J Knee Surg 2015; 28(03): 191-200
DOI: 10.1055/s-0034-1376329
Original Article
Thieme Medical Publishers 333 Seventh Avenue, New York, NY 10001, USA.

Biomarkers Affected by Impact Severity during Osteochondral Injury

Nicole Poythress Waters
1   Comparative Orthopaedic Laboratory, University of Missouri, Columbia, Missouri
,
Aaron M. Stoker
1   Comparative Orthopaedic Laboratory, University of Missouri, Columbia, Missouri
,
Ferris M. Pfeiffer
1   Comparative Orthopaedic Laboratory, University of Missouri, Columbia, Missouri
2   Department of Orthopaedic Surgery, University of Missouri, Columbia, Missouri
,
James L. Cook
1   Comparative Orthopaedic Laboratory, University of Missouri, Columbia, Missouri
2   Department of Orthopaedic Surgery, University of Missouri, Columbia, Missouri
› Author Affiliations
Further Information

Publication History

09 December 2013

06 March 2014

Publication Date:
23 May 2014 (online)

Abstract

Osteochondral injury elevates the risk for developing posttraumatic osteoarthritis (PTOA). Therefore, our objective was to evaluate the relationship between impact severity during injury to cell viability and biomarkers possibly involved in PTOA. Osteochondral explants (6 mm, n = 72) were harvested from cadaveric femoral condyles (N = 6). Using a test machine, each explant (except for No Impact) was subjected to mechanical impact at a velocity of 100 mm/s to 0.25, 0.5, 0.75, 1.0, or 1.25 mm maximum compression corresponding to Low, Low-Moderate, Moderate, Moderate-High, or High impact groups. Cartilage cell viability, collagen content, and proteoglycan content were assessed at either day 0 or after 12 days of culture. Culture media were assessed for prostaglandin E2 (PGE2); nitric oxide; granulocyte macrophage colony-stimulating factor (GM-CSF); interferon gamma (IFNγ); interleukin (IL)-2, -4, -6, -7, -8, -10, -15, -18; interferon gamma-induced protein 10 (IP-10); keratinocyte-derived chemoattractant (KC); monocyte chemoattractant protein-1 (MCP-1); tumor necrosis factor alpha (TNFα); and matrix metalloproteinase-2, -3, -8, -9, -13. There was increased impact energy absorbed for the High group compared with the Moderate-High group, Moderate group, and Low-Moderate group (p = 0.011, 0.048, 0.008, respectively). At day 0, there was decreased area cell viability for the High group compared with the Low-Moderate group (p = 0.035).
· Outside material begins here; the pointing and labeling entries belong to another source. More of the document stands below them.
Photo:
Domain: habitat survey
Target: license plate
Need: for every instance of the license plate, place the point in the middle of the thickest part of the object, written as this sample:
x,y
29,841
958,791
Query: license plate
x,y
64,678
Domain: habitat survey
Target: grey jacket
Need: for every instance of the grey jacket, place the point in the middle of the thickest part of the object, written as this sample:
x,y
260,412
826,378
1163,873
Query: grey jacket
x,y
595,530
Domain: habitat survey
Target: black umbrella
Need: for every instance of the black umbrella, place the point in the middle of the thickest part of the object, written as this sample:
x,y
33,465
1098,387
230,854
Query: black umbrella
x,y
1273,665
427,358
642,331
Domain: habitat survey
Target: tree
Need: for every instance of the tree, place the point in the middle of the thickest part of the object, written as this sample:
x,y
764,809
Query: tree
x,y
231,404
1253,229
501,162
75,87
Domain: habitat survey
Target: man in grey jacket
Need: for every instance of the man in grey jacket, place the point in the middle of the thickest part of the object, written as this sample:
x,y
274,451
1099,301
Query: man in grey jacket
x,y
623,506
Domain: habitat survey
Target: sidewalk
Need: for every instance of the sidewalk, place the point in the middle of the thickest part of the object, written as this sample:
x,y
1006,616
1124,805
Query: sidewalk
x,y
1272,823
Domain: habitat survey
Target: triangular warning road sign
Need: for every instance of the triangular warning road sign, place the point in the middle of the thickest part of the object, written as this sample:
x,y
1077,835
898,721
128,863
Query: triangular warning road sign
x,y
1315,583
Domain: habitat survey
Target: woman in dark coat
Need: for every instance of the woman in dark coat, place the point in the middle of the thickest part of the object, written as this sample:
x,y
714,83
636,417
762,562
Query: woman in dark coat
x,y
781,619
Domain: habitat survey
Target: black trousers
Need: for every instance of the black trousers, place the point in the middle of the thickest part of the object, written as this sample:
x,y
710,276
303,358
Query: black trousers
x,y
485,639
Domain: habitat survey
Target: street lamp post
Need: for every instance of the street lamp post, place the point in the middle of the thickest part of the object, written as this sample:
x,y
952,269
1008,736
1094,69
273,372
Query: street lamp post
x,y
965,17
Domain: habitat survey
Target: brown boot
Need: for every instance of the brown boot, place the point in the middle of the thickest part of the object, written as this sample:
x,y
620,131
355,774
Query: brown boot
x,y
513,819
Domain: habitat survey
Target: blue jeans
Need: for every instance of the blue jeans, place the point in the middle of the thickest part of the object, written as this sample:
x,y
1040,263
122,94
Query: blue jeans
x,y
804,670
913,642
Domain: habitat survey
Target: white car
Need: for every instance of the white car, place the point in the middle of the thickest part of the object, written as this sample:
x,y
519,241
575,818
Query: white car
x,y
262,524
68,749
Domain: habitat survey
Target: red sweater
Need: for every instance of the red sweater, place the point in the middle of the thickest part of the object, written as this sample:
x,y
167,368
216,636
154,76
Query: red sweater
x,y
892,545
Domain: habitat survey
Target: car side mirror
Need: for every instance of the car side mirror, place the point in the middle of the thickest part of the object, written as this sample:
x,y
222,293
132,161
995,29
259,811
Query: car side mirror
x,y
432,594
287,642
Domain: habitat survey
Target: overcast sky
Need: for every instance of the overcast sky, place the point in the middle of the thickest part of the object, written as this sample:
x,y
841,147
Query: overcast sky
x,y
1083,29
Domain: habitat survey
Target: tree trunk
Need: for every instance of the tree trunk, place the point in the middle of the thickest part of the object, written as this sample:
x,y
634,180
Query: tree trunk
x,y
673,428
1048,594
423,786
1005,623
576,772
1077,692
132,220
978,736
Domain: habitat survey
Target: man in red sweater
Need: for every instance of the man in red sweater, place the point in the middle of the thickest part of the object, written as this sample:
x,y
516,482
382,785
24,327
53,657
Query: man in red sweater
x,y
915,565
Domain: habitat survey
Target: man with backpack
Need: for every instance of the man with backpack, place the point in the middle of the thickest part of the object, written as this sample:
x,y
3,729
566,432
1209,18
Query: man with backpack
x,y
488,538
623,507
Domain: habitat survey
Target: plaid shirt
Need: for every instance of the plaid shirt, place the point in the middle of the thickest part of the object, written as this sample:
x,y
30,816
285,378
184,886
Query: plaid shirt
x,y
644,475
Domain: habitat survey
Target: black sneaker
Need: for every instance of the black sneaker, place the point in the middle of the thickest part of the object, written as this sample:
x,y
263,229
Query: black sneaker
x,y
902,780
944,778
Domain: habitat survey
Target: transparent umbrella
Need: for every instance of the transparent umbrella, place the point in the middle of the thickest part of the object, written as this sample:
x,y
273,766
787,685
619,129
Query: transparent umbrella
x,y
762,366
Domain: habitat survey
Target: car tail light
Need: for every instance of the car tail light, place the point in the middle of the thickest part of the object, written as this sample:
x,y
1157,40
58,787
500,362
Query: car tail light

At day 1, PGE2 was increased for the High group compared with the Moderate, Low-Moderate, Low, and No Impact groups (p ≤ 0.01). Cumulative PGE2 was increased for the Moderate-High and High groups compared with the Moderate, Low-Moderate, Low, and No Impact groups (p ≤ 0.036). At day 1, MCP-1 was increased for the Moderate-High and High groups compared with the Low and No Impact groups (p ≤ 0.032). Impact to osteochondral explants resulted in multiple levels of severity. PGE2 was sensitive to impact severity which may justify its use as a clinically measurable biomarker after joint injury for monitoring early PTOA.